# Snotty Nose after exercise!



## oscarwild (12 June 2011)

My horse when she has been worked gets a a runny discharge from her nose after exercise and then once she cooled down etc and gets her feed the discharge becomes a think milky colour when she eating her tea.
To start off with I thought that she had perhaps caught a cold and excepted it to go away by now.  She has had it for about 2 months now.  At no point does the horse cough and only signs she has is that of the discharge from her nose.
I have contacted my vet who will be coming out sometime this wk to check her over but I just wondered if anyone had experienced anything similar.


----------



## Miss L Toe (13 June 2011)

You don't say if out at all (allergies) or if on hay which could be dusty, or of any new horses (disease), any cough or blowing down the nose during exercise.
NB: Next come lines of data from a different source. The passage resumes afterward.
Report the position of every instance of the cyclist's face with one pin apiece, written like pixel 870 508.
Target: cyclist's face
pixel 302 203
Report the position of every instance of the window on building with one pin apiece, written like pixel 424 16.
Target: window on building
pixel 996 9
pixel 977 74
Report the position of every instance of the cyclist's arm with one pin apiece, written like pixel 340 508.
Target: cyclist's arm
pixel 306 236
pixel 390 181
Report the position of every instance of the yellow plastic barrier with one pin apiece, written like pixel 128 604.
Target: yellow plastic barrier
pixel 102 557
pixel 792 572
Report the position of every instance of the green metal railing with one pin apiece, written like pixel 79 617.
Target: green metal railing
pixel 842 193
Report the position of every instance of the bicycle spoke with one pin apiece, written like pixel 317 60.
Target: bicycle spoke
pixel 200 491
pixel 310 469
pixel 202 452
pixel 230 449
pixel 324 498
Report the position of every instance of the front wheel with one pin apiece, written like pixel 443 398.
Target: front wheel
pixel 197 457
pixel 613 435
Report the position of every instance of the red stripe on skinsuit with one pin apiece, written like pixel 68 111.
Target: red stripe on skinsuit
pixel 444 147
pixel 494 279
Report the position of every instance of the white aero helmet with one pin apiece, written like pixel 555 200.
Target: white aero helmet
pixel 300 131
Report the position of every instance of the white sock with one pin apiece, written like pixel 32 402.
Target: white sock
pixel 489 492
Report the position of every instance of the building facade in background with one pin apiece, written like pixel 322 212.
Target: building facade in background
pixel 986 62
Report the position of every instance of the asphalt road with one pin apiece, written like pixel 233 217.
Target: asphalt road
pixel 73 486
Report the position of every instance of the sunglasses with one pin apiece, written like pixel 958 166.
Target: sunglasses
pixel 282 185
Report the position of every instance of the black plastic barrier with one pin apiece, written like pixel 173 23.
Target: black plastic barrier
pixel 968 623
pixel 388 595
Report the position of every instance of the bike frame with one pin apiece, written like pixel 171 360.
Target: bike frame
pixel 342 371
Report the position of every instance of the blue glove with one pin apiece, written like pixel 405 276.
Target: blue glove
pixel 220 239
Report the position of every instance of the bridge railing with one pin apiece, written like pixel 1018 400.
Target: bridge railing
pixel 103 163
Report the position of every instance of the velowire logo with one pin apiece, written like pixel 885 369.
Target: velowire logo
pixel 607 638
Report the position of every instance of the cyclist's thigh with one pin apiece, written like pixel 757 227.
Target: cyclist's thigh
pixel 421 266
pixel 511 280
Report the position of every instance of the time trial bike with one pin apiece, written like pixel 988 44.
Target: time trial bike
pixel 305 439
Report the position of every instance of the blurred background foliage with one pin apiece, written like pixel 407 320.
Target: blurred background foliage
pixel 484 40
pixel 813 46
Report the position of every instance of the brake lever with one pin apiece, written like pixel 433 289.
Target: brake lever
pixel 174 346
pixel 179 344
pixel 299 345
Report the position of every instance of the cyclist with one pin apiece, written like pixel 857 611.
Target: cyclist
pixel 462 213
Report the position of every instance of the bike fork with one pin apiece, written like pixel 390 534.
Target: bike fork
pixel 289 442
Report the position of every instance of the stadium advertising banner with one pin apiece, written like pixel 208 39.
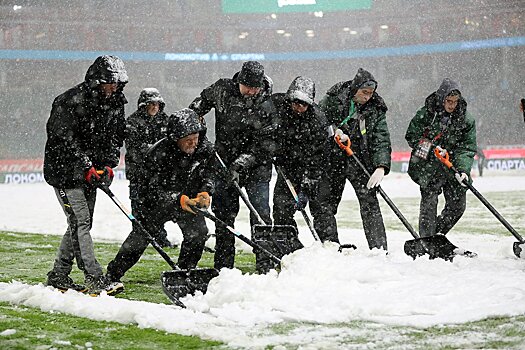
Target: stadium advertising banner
pixel 280 6
pixel 21 171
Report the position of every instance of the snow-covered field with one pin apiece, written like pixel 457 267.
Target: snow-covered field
pixel 318 289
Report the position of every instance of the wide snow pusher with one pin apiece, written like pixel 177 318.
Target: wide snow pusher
pixel 270 244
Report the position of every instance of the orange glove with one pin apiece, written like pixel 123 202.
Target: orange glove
pixel 203 200
pixel 185 203
pixel 91 175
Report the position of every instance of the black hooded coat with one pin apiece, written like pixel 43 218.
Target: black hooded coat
pixel 142 131
pixel 237 123
pixel 85 128
pixel 171 172
pixel 298 141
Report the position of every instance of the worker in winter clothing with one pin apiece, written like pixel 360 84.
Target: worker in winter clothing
pixel 144 127
pixel 238 120
pixel 177 176
pixel 445 123
pixel 356 113
pixel 84 134
pixel 299 141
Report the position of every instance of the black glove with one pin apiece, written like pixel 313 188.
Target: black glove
pixel 232 176
pixel 302 201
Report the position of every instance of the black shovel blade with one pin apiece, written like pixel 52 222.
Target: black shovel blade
pixel 177 284
pixel 437 246
pixel 517 247
pixel 279 240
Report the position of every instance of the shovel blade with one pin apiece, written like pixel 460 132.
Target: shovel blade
pixel 279 240
pixel 518 249
pixel 437 246
pixel 177 284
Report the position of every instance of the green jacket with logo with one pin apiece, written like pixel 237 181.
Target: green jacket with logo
pixel 458 138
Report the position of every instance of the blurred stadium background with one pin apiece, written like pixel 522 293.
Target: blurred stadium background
pixel 180 47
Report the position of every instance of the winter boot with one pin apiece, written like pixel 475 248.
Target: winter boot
pixel 99 284
pixel 63 282
pixel 164 242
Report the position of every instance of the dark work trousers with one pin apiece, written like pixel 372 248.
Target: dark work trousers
pixel 455 205
pixel 284 203
pixel 194 232
pixel 78 205
pixel 225 206
pixel 324 207
pixel 136 202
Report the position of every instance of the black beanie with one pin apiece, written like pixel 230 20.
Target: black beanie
pixel 252 74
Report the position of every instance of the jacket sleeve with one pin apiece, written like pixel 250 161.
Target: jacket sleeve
pixel 62 127
pixel 462 155
pixel 380 144
pixel 116 137
pixel 317 153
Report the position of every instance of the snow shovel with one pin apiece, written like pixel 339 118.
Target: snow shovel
pixel 437 246
pixel 303 211
pixel 256 246
pixel 517 246
pixel 278 239
pixel 176 283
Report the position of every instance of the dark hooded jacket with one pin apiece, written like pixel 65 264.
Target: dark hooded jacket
pixel 142 131
pixel 171 172
pixel 238 120
pixel 298 141
pixel 86 129
pixel 367 129
pixel 455 132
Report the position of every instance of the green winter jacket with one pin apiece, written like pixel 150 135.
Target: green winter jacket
pixel 367 129
pixel 459 139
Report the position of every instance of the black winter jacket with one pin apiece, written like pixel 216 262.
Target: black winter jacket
pixel 238 120
pixel 172 173
pixel 299 141
pixel 84 129
pixel 142 131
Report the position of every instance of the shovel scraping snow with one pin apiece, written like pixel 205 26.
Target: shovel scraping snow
pixel 176 283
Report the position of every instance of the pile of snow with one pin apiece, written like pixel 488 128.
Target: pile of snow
pixel 317 285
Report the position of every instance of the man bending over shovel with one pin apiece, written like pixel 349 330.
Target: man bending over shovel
pixel 178 176
pixel 445 123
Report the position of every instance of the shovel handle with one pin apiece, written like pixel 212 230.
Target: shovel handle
pixel 133 220
pixel 239 235
pixel 445 160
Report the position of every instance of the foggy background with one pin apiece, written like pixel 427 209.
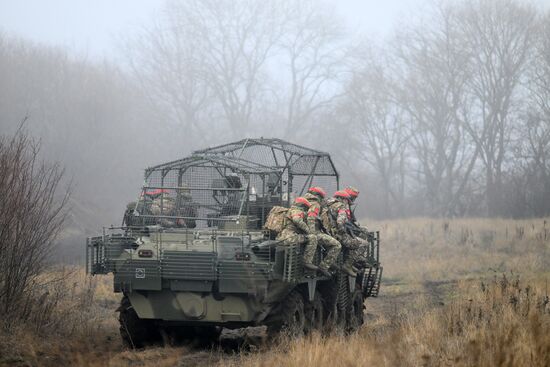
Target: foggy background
pixel 429 108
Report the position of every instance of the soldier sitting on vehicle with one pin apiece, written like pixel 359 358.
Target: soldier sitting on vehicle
pixel 296 231
pixel 336 218
pixel 316 196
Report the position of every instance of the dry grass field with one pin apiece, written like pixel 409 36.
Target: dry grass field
pixel 464 292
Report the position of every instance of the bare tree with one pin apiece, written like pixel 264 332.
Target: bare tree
pixel 313 54
pixel 379 135
pixel 535 137
pixel 167 62
pixel 433 71
pixel 498 35
pixel 31 217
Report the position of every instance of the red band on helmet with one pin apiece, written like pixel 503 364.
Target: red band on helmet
pixel 317 190
pixel 303 201
pixel 313 213
pixel 342 194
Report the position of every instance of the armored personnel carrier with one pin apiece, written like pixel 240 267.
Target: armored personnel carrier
pixel 192 256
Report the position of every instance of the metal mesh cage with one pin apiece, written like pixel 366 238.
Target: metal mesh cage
pixel 232 186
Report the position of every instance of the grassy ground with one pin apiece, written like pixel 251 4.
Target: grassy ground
pixel 465 292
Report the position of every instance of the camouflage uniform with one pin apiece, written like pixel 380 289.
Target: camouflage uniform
pixel 355 245
pixel 315 227
pixel 296 230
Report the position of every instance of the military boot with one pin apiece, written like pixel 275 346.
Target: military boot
pixel 348 269
pixel 325 271
pixel 310 266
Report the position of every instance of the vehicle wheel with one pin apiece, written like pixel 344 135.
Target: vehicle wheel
pixel 314 313
pixel 290 319
pixel 355 312
pixel 334 314
pixel 136 332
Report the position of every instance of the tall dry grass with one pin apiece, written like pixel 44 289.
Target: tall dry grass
pixel 444 301
pixel 498 323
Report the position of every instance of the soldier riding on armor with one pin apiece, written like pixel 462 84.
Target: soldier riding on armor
pixel 316 196
pixel 210 244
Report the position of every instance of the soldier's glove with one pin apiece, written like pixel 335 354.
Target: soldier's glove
pixel 353 244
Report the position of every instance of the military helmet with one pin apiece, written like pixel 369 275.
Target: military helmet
pixel 352 191
pixel 342 194
pixel 302 201
pixel 317 191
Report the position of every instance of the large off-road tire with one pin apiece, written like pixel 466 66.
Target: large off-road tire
pixel 136 332
pixel 334 317
pixel 315 314
pixel 290 319
pixel 355 316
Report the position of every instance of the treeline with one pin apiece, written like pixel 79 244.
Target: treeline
pixel 449 116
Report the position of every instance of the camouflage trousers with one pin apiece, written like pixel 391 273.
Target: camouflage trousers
pixel 357 249
pixel 332 246
pixel 290 237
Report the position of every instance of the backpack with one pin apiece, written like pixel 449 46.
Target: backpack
pixel 328 217
pixel 275 219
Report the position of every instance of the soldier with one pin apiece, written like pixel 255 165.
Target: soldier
pixel 128 219
pixel 338 215
pixel 295 229
pixel 362 252
pixel 316 196
pixel 353 193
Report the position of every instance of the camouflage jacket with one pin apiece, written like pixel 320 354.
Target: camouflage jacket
pixel 295 220
pixel 314 213
pixel 340 210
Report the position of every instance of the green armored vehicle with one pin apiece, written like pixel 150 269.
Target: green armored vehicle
pixel 192 256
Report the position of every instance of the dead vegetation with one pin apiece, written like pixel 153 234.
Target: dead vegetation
pixel 465 292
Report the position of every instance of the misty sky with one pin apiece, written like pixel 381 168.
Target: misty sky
pixel 92 26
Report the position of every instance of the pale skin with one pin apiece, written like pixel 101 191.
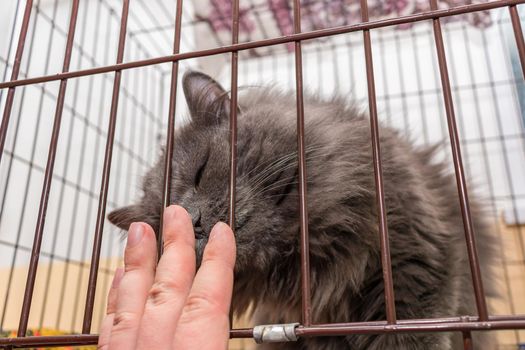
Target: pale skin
pixel 169 305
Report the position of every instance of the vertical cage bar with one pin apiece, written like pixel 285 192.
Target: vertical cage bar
pixel 467 340
pixel 166 193
pixel 233 123
pixel 103 194
pixel 14 75
pixel 48 177
pixel 459 170
pixel 378 174
pixel 233 115
pixel 11 160
pixel 518 35
pixel 303 210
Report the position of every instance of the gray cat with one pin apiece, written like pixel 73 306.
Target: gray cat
pixel 429 260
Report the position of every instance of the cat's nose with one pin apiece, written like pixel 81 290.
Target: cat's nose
pixel 197 228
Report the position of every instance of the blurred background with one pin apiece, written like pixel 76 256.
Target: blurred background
pixel 488 92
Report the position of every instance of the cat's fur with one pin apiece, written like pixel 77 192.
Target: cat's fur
pixel 429 260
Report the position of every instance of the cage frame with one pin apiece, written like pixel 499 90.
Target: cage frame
pixel 463 324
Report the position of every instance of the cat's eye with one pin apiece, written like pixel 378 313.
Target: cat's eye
pixel 198 174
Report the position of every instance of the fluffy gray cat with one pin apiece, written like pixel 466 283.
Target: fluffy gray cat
pixel 429 259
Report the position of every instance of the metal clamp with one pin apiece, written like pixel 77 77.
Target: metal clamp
pixel 275 333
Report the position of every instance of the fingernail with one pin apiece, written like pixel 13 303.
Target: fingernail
pixel 218 230
pixel 135 233
pixel 119 273
pixel 169 212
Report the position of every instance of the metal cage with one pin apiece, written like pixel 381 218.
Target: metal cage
pixel 58 115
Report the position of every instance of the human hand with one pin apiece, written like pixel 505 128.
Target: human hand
pixel 168 306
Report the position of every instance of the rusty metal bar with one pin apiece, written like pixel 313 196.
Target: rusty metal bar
pixel 171 126
pixel 233 115
pixel 48 177
pixel 101 212
pixel 306 306
pixel 14 75
pixel 269 42
pixel 378 174
pixel 518 35
pixel 459 171
pixel 461 324
pixel 467 340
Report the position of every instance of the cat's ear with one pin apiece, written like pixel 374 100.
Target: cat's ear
pixel 208 102
pixel 125 216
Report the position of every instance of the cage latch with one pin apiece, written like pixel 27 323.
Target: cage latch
pixel 275 333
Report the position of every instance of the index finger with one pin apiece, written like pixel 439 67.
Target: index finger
pixel 172 284
pixel 210 296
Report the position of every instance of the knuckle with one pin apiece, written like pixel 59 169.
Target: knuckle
pixel 163 292
pixel 124 321
pixel 199 303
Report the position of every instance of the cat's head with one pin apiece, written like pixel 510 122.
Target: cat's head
pixel 266 205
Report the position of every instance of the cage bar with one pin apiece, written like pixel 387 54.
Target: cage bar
pixel 378 174
pixel 518 35
pixel 39 230
pixel 101 212
pixel 233 115
pixel 166 200
pixel 459 171
pixel 306 307
pixel 10 167
pixel 14 75
pixel 269 42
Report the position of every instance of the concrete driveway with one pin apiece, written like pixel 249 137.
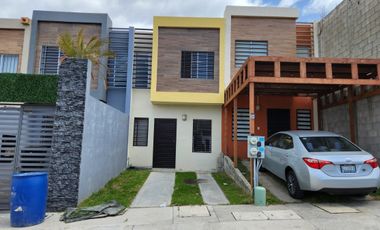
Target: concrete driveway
pixel 353 216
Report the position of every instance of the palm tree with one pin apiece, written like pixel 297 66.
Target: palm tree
pixel 78 48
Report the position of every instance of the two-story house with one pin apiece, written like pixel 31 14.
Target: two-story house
pixel 177 122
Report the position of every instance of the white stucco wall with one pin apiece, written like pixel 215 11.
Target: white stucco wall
pixel 104 145
pixel 186 160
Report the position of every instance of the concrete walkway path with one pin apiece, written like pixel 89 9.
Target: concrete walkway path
pixel 157 190
pixel 210 190
pixel 285 217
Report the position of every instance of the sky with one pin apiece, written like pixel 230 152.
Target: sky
pixel 139 13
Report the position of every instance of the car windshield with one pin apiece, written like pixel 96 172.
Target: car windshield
pixel 328 144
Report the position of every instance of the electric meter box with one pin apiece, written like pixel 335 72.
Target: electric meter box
pixel 256 147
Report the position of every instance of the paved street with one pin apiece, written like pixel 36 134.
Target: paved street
pixel 355 216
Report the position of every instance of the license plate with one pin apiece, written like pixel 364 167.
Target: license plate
pixel 348 168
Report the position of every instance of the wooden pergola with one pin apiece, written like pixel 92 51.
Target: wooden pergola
pixel 333 81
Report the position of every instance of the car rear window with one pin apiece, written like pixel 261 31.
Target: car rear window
pixel 328 144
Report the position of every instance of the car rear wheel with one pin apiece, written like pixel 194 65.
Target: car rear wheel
pixel 293 186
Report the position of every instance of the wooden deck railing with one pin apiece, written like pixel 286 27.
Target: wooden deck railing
pixel 293 70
You have done the right thing getting the vet out as there are too many variables here.
To me a snotty nose is a thick slimy discharge.
Another type is a bit like a froth on coffee or tea you mention a milky froth.
Is she bolting the food, and what is she getting to eat, does she need hard feed at all, or is it to make sure she gets mins and vits?


----------



## annar (13 June 2011)

my horse gets the same recently and does blow down his nose when exercising aswell, (not frequently but def every ride) ill be interested to see what people think. 
his discharge can be slimy or white. annax


----------



## oscarwild (13 June 2011)

Sorry she's out 24/7 at the moment and she only gets a handful of chaff to get vits and mins in.  No she doesnt bolt her food.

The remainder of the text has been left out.